Victoria Justice is a very pretty, apparently very famous 19-year-old for people who have seen her in Disney Channel programs like Victorious and Lola 101. In this year's tiny teen indie The First Time she played the unattainable hottie crush object of the main character, which turns out to be a much more believable part than the one she takes on in her first lead film role in Fun Size. Her character Wren is intended to be a geeky goofball who dreams of attending NYU and wants to dress as Ruth Bader Ginsberg for Halloween. You can see her in the photo above, in character as Wren. If you buy her as a striving outcast desperate to be cool, then maybe Fun Size really can pull the wool over your eyes.

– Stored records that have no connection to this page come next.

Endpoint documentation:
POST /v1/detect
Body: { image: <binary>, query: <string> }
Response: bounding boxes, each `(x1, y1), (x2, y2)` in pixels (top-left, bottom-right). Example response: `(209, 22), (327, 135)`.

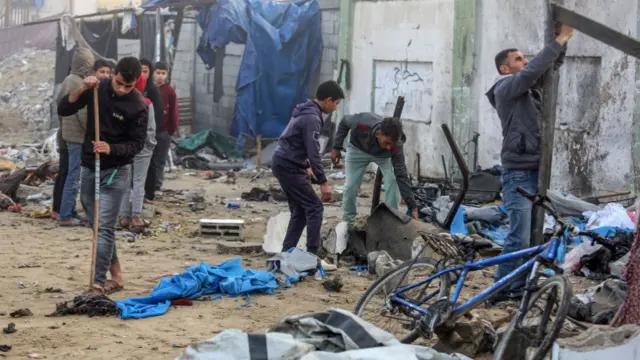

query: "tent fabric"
(197, 0), (323, 138)
(176, 309), (471, 360)
(116, 257), (278, 319)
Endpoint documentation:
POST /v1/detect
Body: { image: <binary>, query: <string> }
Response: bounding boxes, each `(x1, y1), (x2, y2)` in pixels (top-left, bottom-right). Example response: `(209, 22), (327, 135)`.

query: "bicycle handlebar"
(516, 186), (537, 202)
(516, 186), (615, 252)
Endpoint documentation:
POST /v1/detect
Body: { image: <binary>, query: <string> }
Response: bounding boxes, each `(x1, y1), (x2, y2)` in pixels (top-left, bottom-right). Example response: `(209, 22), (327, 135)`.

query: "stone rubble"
(0, 49), (56, 131)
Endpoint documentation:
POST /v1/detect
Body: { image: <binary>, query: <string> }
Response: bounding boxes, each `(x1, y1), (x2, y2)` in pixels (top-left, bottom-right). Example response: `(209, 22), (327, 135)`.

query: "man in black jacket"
(58, 57), (148, 293)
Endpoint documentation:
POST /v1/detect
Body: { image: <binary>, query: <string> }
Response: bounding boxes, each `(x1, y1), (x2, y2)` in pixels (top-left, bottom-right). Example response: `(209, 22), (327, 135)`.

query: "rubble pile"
(0, 49), (56, 130)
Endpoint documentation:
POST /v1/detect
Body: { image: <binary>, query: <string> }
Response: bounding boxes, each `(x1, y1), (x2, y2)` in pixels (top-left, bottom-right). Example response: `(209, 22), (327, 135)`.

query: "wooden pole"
(256, 135), (262, 170)
(531, 4), (559, 246)
(89, 87), (100, 289)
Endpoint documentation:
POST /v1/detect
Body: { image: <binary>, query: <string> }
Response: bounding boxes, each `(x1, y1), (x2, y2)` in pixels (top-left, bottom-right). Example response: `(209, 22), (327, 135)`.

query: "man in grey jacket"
(486, 25), (573, 297)
(58, 47), (94, 226)
(331, 113), (418, 224)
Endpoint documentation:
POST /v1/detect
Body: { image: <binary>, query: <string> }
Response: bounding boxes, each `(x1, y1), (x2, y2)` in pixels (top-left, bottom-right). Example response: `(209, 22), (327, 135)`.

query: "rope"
(60, 14), (118, 64)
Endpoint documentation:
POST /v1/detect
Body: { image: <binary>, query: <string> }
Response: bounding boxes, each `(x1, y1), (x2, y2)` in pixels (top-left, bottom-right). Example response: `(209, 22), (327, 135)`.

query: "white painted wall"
(470, 0), (638, 194)
(348, 0), (454, 176)
(38, 0), (98, 18)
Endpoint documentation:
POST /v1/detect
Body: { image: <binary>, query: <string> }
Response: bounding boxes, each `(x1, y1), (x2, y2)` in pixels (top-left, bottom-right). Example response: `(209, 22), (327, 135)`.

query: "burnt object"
(47, 294), (120, 317)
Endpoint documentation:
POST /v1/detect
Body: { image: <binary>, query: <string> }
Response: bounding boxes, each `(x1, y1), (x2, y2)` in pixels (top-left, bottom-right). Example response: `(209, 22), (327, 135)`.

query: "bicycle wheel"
(353, 258), (450, 344)
(493, 276), (571, 360)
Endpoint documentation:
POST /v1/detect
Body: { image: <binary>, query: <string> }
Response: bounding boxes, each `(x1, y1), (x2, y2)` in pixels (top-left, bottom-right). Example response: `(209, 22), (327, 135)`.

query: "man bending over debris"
(486, 25), (573, 302)
(58, 57), (148, 293)
(271, 81), (344, 254)
(331, 113), (418, 224)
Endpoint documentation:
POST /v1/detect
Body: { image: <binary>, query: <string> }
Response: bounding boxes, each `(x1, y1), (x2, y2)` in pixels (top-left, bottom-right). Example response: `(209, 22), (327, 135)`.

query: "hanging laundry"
(79, 20), (118, 59)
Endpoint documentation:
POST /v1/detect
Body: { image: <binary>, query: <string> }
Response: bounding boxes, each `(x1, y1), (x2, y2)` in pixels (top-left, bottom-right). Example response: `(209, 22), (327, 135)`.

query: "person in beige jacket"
(58, 47), (94, 226)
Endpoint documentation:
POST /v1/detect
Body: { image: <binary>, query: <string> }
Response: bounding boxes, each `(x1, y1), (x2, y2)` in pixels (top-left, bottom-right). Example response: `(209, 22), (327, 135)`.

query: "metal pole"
(531, 4), (558, 246)
(371, 96), (404, 213)
(153, 8), (164, 62)
(89, 87), (100, 289)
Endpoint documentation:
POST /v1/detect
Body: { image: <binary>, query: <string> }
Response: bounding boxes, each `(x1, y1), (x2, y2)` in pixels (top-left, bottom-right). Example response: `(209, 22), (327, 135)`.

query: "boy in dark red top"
(154, 61), (178, 136)
(147, 61), (178, 194)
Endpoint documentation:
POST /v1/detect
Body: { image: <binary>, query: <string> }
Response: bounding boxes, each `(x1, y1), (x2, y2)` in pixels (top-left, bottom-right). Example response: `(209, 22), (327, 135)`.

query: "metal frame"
(390, 236), (562, 318)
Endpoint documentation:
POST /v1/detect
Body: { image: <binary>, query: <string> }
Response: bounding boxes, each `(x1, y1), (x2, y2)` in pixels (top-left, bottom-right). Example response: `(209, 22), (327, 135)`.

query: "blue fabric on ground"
(479, 224), (509, 246)
(196, 0), (323, 140)
(116, 257), (278, 319)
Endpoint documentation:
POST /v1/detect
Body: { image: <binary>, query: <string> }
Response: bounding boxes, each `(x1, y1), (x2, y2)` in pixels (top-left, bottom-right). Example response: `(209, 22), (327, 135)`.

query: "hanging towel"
(116, 257), (278, 319)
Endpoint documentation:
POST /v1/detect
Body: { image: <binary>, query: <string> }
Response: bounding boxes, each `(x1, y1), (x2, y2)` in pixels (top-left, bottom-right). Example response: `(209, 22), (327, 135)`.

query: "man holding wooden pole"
(58, 57), (148, 293)
(486, 25), (574, 302)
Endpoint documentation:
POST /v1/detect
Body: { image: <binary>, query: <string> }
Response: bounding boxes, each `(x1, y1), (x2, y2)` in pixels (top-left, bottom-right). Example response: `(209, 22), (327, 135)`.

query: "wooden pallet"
(200, 219), (244, 241)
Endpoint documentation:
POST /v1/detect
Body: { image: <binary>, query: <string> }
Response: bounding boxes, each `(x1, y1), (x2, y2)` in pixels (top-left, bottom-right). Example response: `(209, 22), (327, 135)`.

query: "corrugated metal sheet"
(0, 22), (58, 60)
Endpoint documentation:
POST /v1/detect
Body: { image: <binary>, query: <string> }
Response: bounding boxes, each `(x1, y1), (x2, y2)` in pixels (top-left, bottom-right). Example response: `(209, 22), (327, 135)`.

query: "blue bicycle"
(354, 188), (610, 360)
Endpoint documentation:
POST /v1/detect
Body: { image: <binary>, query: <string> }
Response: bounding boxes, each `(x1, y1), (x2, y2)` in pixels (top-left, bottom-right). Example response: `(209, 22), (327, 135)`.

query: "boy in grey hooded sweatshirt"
(486, 25), (573, 301)
(57, 47), (94, 226)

But for the rest of us, Fun Size is a surprisingly excruciating, tonally nonsensical Halloween "romp" that, at 83 minutes, feels far longer than this weekend's 172-minute Cloud Atlas. Wren and her wannabe sex-kitten pal April (Jane Levy) wind up on your usual one-crazy-night high schooler adventure when Wren's brother Albert (Jackson Nicoll) disappears while trick-or-treating. The girls team up with two geeks (Thomas Mann and Osric Chau) to drive around and find the kid, while Albert gets up to some adventures of his own, traveling around town with a lovelorn gas station clerk (Thomas Middleditch) and of course alllllmost crossing paths with his sister several times. Elsewhere Wren and Albert's mom is played by Chelsea Handler and apparently in the film to provide the illusion of star power, since her adventures at a party full of twenty-somethings goes absolutely nowhere.

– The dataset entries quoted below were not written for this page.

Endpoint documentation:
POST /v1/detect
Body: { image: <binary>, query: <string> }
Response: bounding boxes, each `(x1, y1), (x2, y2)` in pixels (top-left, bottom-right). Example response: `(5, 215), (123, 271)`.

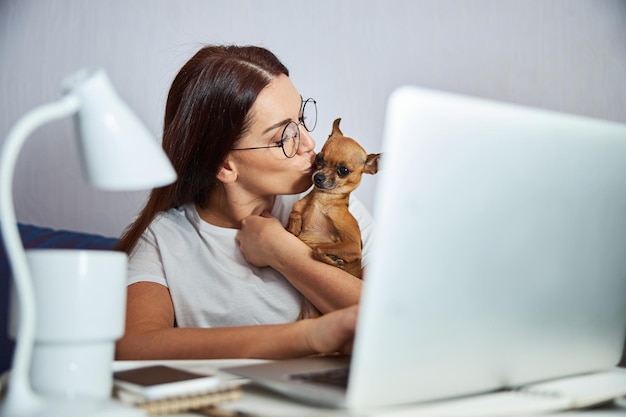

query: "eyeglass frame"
(231, 97), (317, 159)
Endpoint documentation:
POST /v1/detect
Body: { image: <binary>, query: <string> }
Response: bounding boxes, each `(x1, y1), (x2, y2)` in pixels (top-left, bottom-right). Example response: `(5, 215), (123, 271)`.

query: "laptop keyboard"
(289, 368), (350, 388)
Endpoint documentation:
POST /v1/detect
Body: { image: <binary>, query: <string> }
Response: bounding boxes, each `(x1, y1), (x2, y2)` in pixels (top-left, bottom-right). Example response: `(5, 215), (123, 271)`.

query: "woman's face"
(228, 75), (315, 196)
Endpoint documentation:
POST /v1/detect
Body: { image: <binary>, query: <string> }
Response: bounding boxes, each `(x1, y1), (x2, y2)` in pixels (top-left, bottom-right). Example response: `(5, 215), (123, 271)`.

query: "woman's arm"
(237, 214), (363, 313)
(116, 282), (357, 360)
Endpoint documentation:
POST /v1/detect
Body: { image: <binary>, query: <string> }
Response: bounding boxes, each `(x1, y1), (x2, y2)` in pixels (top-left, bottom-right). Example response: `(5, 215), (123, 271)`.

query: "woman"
(117, 46), (371, 359)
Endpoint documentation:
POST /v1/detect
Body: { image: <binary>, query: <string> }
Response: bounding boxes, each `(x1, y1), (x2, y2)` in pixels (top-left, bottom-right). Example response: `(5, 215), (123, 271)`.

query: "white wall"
(0, 0), (626, 235)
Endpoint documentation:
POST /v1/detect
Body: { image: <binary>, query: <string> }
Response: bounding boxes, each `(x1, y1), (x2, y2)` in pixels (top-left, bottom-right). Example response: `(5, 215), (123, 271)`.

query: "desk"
(114, 359), (626, 417)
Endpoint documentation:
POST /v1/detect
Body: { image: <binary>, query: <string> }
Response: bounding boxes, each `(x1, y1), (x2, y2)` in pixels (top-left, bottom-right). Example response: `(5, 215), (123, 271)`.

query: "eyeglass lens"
(301, 98), (317, 132)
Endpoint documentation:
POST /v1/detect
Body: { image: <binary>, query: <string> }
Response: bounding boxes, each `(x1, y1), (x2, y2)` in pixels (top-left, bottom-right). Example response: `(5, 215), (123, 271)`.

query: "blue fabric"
(0, 224), (117, 373)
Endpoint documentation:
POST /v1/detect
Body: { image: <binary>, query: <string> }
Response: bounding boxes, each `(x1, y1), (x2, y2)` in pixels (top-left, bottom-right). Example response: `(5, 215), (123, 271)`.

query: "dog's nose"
(313, 172), (326, 187)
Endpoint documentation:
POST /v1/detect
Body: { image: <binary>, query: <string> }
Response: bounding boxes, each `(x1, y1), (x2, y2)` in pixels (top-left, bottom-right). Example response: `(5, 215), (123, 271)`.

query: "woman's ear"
(216, 157), (237, 184)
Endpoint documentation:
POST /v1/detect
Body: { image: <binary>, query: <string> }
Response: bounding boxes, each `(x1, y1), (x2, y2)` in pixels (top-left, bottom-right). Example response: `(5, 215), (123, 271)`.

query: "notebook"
(227, 87), (626, 409)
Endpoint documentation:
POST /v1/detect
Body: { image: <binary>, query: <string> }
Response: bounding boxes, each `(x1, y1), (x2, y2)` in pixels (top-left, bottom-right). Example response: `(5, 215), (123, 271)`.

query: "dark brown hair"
(116, 46), (289, 253)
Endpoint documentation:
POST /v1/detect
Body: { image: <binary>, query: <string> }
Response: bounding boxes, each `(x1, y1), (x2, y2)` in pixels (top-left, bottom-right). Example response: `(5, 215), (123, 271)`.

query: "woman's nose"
(299, 129), (315, 153)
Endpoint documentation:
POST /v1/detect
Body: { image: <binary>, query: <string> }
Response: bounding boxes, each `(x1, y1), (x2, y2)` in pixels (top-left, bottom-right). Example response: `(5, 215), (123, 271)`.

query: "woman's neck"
(196, 187), (276, 229)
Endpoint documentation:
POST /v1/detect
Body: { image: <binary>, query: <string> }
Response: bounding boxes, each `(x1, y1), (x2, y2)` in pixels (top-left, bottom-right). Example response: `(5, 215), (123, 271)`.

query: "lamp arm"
(0, 95), (79, 416)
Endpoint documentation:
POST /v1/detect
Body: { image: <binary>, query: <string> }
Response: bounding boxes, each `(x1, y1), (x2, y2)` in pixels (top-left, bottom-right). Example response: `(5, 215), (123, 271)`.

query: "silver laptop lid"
(347, 87), (626, 408)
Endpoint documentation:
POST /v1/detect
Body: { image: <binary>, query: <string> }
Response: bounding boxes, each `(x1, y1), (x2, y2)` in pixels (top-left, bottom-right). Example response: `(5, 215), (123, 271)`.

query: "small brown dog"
(287, 119), (380, 318)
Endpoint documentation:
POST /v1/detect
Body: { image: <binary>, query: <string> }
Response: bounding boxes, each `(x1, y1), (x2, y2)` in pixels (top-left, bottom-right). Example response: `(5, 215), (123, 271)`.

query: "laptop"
(226, 86), (626, 409)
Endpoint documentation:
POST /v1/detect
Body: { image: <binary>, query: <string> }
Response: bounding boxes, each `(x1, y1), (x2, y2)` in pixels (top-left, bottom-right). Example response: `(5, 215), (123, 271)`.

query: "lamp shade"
(63, 69), (176, 191)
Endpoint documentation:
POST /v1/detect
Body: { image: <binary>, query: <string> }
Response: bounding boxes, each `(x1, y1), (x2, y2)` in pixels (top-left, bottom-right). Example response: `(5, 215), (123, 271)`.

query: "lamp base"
(0, 397), (148, 417)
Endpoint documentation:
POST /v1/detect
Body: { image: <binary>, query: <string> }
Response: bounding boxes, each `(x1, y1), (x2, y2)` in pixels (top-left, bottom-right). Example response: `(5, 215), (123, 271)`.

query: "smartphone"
(113, 365), (220, 400)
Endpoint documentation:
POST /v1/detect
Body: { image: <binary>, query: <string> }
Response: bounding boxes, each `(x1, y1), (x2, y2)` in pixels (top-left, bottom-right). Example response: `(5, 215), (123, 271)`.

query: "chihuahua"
(287, 119), (380, 318)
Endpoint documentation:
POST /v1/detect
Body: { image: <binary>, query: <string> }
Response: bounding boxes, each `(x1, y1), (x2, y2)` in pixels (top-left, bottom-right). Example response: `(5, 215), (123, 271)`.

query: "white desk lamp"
(0, 69), (176, 417)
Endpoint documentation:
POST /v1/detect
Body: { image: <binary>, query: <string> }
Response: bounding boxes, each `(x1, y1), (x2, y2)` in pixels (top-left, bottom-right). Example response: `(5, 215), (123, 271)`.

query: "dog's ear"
(363, 153), (380, 174)
(329, 117), (343, 137)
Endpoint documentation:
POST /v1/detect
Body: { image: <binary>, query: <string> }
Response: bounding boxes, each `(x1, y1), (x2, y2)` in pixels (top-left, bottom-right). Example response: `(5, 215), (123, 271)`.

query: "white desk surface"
(114, 359), (626, 417)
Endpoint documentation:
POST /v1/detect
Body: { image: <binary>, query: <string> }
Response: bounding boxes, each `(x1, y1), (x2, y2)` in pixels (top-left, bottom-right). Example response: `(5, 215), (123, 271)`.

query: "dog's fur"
(287, 119), (380, 318)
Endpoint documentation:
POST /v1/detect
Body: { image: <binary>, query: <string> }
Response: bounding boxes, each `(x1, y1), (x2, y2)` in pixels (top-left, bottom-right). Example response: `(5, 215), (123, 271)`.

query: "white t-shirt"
(128, 195), (373, 327)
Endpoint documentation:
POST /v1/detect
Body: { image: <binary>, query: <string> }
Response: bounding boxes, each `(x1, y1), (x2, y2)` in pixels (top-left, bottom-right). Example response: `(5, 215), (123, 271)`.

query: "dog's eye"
(337, 165), (350, 178)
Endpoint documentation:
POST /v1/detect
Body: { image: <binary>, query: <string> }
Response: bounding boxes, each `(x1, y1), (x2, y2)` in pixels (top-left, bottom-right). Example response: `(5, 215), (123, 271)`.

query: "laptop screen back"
(347, 87), (626, 407)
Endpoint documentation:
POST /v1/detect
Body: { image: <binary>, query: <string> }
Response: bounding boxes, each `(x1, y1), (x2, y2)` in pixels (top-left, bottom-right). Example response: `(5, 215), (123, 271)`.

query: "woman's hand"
(237, 212), (309, 267)
(308, 305), (359, 354)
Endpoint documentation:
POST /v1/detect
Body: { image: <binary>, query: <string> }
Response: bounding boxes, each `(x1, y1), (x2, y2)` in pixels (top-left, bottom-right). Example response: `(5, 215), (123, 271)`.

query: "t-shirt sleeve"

Fun Size is willing to do pretty much anything for a laugh, starting with poop noises, detouring several times into nonsensical comedy, and even verging on violent with the arrival of Johnny Knoxville as a low-level thug, who's knocked over by a blast of firecrackers. The film is rated PG-13, a rarity for Nickelodeon Films, and something that totally obscures who this film is made for. There are oblique references to teen sex and drinking, a lot of girly concern about the hottest boy in school and sexy Halloween costumes, but there's also childish pratfalls off ladders and gags about eating too much candy. Is Fun Size for girls Wren's age, for boys Albert's age, or somewhere in-between? There's no good answer, and never any sense that Fun Size knows either its audience or its own goals.
Most frustrating of all is that this movie is the directorial debut of Josh Schwartz, who created The O.C.; the show definitely fell apart toward the end, but the first season is a gem of sharp humor and minor teen tragedies, and that tone could have translated perfectly to a movie even as rote as Fun Size. Justice's character Gwen, in fact, is just a few degrees turned from Rachel Bilson's Summer on The O.C.-- a pretty girl who knows how to use that power (as when Wren lightly touches the arm of the boy who's crushing on her to get him to lend out his car), but who also has a soul and less regard for high school social structure than you might think. But Max Werner won't allow Wren any of those layers, and Justice-- promising an actress as she may be-- can't convey them either.